ProPublica and the New Yorker’s reporting outlined how California’s pattern of disproportionate growth is spreading to other states. In Arizona, Nevada and Texas, the rise in new Medicare-approved hospices since 2018 now accounts for around half of all hospices in each state. Unlike New York, these states don’t have “certificate of need” requirements for hospices, which means there’s no strict limit to the number of providers that can open in a given area.

The simplest way to understand the recent hospice boom is to see it.

This chart represents Medicare hospices — it does not include the dizzying rise in state licenses — and therefore undercounts the total explosion in end-of-life care providers. (Hospices must first obtain a state license before they can be certified to bill Medicare for their services.) Federal data, for instance, shows just 22 Medicare-certified hospices packed into a building on Friar Street in Los Angeles, but California’s data reveals an additional 107 state hospice licenses registered at the same address. (Although California’s moratorium bars new providers, it does not stop the thousand-plus owners already in possession of state licenses from obtaining Medicare certification and billing the government.)

Industry leaders have expressed alarm about the loopholes in the state and federal certification process that enable sudden clusters of for-profit providers to materialize. A ProPublica review of hospice data in Phoenix showed that a raft of new entities shared the same addresses and network of owners. Some of the Arizona entrepreneurs already operate several hospices in Los Angeles, including out of the building on Friar Street. “These small entities aren’t required to publicly report quality of care data, are often not audited and, because of how the per diem is set up, it’s a gold mine,” said Larry Atkins, the chief policy officer of the National Partnership for Healthcare and Hospice Innovation. “You could very quickly figure out whether a hospice is a real place or a mill that’s simply signing up and burning through patients to bill Medicare. But no one is really doing that.”

Eric Rubenstein, who worked as a special agent at the Department of Health and Human Services’ Office of Inspector General until 2019, said that the Centers for Medicare and Medicaid Services and its contractors are often focused on auditing bigger billers. For the “smaller circuses and clowns,” the government’s lax payment system can be easy to exploit. “The demand for these licenses is predicated on the fact that there’s a huge amount of money to be made quickly in hospice fraud,” he said.
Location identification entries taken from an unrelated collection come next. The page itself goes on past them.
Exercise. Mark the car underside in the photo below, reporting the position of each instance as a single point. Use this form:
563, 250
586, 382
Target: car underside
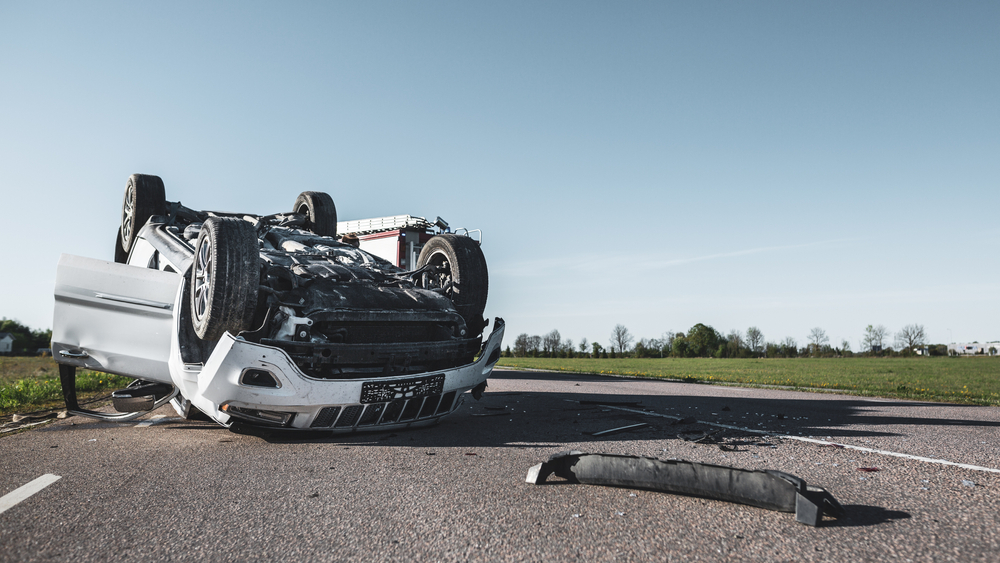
198, 282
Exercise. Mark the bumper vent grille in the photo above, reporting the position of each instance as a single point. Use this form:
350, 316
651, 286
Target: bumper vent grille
326, 417
400, 410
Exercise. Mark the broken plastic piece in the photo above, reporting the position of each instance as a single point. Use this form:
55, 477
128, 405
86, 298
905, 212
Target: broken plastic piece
773, 490
619, 429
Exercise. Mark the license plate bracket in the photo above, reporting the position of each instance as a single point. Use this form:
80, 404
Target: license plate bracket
385, 391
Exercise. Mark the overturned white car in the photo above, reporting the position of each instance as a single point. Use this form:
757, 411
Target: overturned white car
272, 320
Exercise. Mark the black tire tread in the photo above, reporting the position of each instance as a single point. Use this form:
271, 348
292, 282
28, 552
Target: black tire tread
470, 275
150, 199
320, 211
235, 279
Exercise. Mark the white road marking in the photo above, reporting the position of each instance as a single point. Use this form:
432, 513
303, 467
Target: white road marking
815, 441
19, 494
151, 421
CMS said in a statement to ProPublica that the agency “is aware of the increase in the number of new hospices” requesting Medicare certification, and is “working to ensure they meet all applicable requirements for participation in the Medicare program.”

Last month, four national hospice associations banded together to ask CMS to enact targeted moratoriums in high-growth regions. “In addition to action at the state level, increased federal oversight is needed to protect hospice patients and their families,” they wrote. The groups are currently scheduling a meeting with CMS to discuss their concerns.